Back in 1997, I coded a Java applet that was a postable “form”. I used the <applet/> tag parameter data to describe the names of the fields, in the form, their types, whether they were mandatory or not, and the applet adjusted its size to fit. When complete the form would post an email via an open SMTP service (port 25) back to the employer’s staff. That was for car or house insurance quotes, and the boss didn’t really like it (and had not asked for it), so it never went live. It was all moot, within a number of months the browser-makers agreed that things served up on a domain/port would be restricted in respect of irregular domain/port usages. The “Same Origin Policy” (SOP) was born.

CORS (Cross-Origin Resource Sharing)

POSTing a HTML form over HTTP(S) served up on one domain to another, has always been possible. CORS though brings back some of the fine-grained capabilities of that pre-SOP era. Read about CORS on wikipedia or Mozilla Dev Network. The skinny is that modern CORS-compatible web servers and browsers can negotiate over pre-configured URLs that can bust out of the SOP restrictions like we could in the early days. These days nobody develops Java applets, a JavaScript microframeworks rule the roost.

Serverless programming

Technologies like CouchDB can be installed an configured as a canonical data store, and seamlessly provide sophisticated query capabilities for JSON documents help within. Pages that would use that can be served statically from a different domain, and via Angular (etc) can interact with the data in the former. Maybe your dot-com is not going to launch in that style, but whole classes of Lotus-Notes style applications can have a highly economic life developed that way. Never mind serverless, it is programmer-less application development that is within reach.

Unauthorized access to CORS data (problem).

Context

Say you had an Angular (etc) app on https://foo.example.com. Say, via CORS, it is reading and writing data to https://yourAccount.bigCORSservice.com/foo/ relying on the latter being configured at a CORS level to exclusively speak to the former.

Note: Angular’s first pre-Google use was “Get Angular” which concentrated on the hosting of data as a service as much as Angular itself.

Problem

Anyone could spoof their own /etc/hosts entry to masquerade (in our example) foo.example.com and route to 127.0.0.1 to gain access to all the data held at yourAccount.bigCORSservice.com/foo, but with a completely different web-application application interoperating with it.

Going further, someone could write some simple Python (etc) logic to open sockets to the CORS server in question and do all the handshaking necessary to have open access to the data within.

Both of these are possible if the sole CORS restriction is to the allowed a domain (rather than just wildcard = “*”).
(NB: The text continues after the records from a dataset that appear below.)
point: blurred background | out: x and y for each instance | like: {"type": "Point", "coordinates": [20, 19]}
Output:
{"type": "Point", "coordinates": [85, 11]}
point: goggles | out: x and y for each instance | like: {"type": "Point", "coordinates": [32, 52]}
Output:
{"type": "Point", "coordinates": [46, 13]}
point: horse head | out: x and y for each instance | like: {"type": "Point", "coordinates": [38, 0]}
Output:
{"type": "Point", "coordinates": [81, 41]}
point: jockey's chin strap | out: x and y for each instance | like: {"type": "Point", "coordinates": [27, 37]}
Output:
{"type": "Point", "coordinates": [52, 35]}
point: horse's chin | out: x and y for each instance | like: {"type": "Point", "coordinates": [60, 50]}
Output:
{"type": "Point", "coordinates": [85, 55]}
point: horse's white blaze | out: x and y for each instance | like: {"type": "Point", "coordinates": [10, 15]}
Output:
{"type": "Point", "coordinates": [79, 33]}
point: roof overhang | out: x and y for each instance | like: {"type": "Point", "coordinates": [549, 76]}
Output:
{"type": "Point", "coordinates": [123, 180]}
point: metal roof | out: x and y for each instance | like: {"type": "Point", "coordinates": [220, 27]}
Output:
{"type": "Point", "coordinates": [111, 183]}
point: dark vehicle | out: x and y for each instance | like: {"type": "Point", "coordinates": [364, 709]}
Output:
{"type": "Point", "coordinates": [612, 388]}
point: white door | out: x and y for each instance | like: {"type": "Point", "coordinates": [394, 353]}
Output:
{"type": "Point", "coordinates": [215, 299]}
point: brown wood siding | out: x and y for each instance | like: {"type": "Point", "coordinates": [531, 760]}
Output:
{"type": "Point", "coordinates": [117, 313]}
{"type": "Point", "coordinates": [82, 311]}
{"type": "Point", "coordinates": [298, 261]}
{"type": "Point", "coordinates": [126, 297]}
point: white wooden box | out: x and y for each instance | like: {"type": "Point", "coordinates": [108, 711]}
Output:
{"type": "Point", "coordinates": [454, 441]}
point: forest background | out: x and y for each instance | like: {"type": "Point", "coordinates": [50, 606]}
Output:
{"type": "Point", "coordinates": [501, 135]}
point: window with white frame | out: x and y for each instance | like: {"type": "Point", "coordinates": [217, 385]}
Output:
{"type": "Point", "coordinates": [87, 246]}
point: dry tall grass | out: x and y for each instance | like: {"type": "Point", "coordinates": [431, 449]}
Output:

Meaning someone can sidstep the entry level of CORS restricting that can be coded in server side config.

Solution

Secure Authentication is needed, both for the read-only usage of the CORS accessible data and for modifications to it. Unless the data is relatively public, in which you’d authenticate the user only for write, update, or delete. That too has a caveat - there are some classes of data that you’re happy to wiki-style updated without authentication (and don’t care if they are vandalized from time to time).

Caveats

Regardless of the /etc/hosts trickery I talk about above, a hackers version of Firefox or Chrome could easily incorrectly honor its half of the CORS negotiation to make data similarly masquerade on the accessing domain. Neither of those two are vulnerabilities for random visitors to websites (unless the CORS server operator configured “*” for allowed domains). They are only vulnerability to your data, and the end-user (hacker) has gone to some level to set it up.

“*” and CORS community advice

Site enable-cors.org has a ‘server’ page. Their advice presently, suggests “*” for Apache, AppEngine, ASP.NET, AWS, CGI Scripts, ExpressJS, IIS 6 & 7, Meteor, Nginx, Perl PSGI scripts, PHP, ColdFusion, Tomcat, WCF. As a suggestion, asterisk is the most wide open configuration, and is not helpful. Only enable-cors.org’s Virtuoso page mentions alternate domain configurations but none of those pages steps further into authentication or differential r/w permissions.

With an asterisk configuration of the CORS server, it is possible for anyone else to mount a website in public, that can interoperate with your data just as well as your application can. Of course that’s only true if your CORS server is mounted on the public internet. Even if you authenticate against that data, the “*” mounting of it, allows for third-parties to deploy first class applications interoperating with your data.

Conclusion.

This isn’t really a true vulnerability, just a feature of technology that you should consider. Someone, on their own desktop system, can make your data more open that you intended it if you malcofigured your CORS server. Explicitly you should consider read and write access behind a formal login/authentication to the CORS server by default, and soften that only after conversations about sensitivity and approved usage of the data (or modification to it).

It is possible too - that browser makers should pop-up a dialog box regardless - “Site foo.example.com is reading (or writing) data from cross-origin server at yourAccount.bigCORSservice.com/foo, do you consent to let it do this - Yes | Yes and remember this decision | No”.